『デカダンス』第11話「Engine」感想です。
前回あらすじ
ナツメは世界は作り物という事実にショックを受け、今まで騙していたカブラギに怒りをぶつける。真実を誰とも共有できず孤独になっていたナツメを励ましたのクレナイだった。ログアウトしたカブラギは生産工場から脱出するが、ナツメがシステムにバグとして認識されたことを知り、再びデカダンスにログイン。しかし、フギンが現れてカブラギの素体を破壊。さらにナツメへと迫るのだった。強制ログアウトされたカブラギの前に巨大なガドル・オメガが現れる。それは生産工場で飼われていたバグガドルが大量のギアを喰らい、成長したものだった。
11話あらすじ
フギンは仮素体でログインしたカブラギに狙撃され、ナツメは助かった。一方、ミナトはデカダンスキャノンでオメガに対抗しようとするが、オメガには全く効かず、逆に反撃を食らってしまう。

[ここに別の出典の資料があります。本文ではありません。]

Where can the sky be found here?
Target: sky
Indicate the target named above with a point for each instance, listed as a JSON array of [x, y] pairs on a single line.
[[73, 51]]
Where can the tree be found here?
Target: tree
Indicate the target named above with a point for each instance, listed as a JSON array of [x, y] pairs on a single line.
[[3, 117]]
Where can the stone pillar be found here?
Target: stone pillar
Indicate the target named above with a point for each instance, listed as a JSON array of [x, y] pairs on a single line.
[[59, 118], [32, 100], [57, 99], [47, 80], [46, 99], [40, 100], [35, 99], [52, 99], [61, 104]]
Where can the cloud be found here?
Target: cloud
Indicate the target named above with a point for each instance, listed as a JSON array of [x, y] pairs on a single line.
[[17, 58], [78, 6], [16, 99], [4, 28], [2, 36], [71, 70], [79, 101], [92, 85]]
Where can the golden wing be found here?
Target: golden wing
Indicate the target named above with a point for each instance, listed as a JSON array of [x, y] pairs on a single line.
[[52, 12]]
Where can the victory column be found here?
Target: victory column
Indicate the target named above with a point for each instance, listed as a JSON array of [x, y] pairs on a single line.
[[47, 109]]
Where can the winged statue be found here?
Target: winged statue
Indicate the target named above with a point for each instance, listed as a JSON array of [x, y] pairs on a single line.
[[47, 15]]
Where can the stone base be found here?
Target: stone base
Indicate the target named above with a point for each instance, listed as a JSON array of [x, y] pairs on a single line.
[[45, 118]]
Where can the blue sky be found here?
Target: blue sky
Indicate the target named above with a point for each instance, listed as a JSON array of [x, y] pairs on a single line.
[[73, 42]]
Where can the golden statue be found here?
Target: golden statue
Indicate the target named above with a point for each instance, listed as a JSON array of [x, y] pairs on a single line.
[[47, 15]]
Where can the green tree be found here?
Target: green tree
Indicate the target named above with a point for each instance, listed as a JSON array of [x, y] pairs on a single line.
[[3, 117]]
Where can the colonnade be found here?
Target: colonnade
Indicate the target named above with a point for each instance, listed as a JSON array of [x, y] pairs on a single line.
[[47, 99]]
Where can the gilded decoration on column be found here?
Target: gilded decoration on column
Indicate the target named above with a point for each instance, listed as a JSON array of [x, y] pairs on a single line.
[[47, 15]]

ソリッドクエイク社はソリッド砲を発射してオメガを破壊しようと試みるが、オメガも口からビーム砲を発射させ、ソリッド砲を無力化。さらにシャトルにも被害を与える。
システムは最終手段として空間圧縮装置装置を起動させ、オメガとデカダンスをともに消滅させる計画を開始。それを制止させたいカブラギは、ジルの提案でデカダンスを素体としてログインすることを決断する。ジルはデカダンスコアの開発責任メンバーだった。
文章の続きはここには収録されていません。